O projeto, batizado de Cuidando em Casa, é nacional e prevê atender 300 idosos em cada município na fase inicial. O foco é agir em comunidades de maior vulnerabilidade, incluindo periferias de Fortaleza.
Além de Conjunto Palmeiras, Barra do Ceará também receberá a ação. A vice-prefeita de Fortaleza, Gabriella Aguiar, destacou situações de idosos acamados e a necessidade de cuidado contínuo.
Quem está envolvido
O projeto terá apoio de profissionais de saúde e assistência social, trabalhando de forma multidisciplinar em parceria com unidades básicas de saúde e centros de referência de assistência social.
O financiamento envolve recursos federais, o Banco Interamericano de Desenvolvimento (BID) e a Agência de Cooperação Internacional do Japão (JICA). O objetivo é ampliar autonomia dos idosos e reduzir sobrecarga de cuidadores.
O ministro Wellington Dias ressaltou que a política pública busca integrar o atendimento domiciliar à proteção social básica. A secretária Laís Abramo aponta o piloto como etapa de aperfeiçoamento nacional.
Contexto local e impactos
Fortaleza tem cerca de 365 mil idosos, representando 15% da população, com 65% concentrados em vulnerabilidade.
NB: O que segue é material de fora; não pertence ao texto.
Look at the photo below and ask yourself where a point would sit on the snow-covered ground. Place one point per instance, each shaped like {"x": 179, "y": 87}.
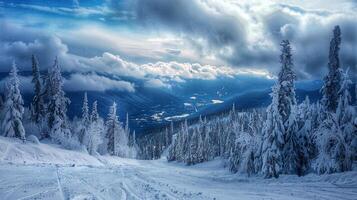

A iniciativa busca estruturar o cuidado em domicílio para atender esse público.
A coordenadora Vejuse Alencar afirmou que muitas cuidadoras são idosos. O programa visa apoiar quem cuida e reduzir jornadas exaustivas de mais de 20 horas diárias.
Especialistas locais veem o Cuidando em Casa como possibilidade de reduzir internações e ampliar prevenção no sistema público, com impactos positivos para famílias e serviços sociais.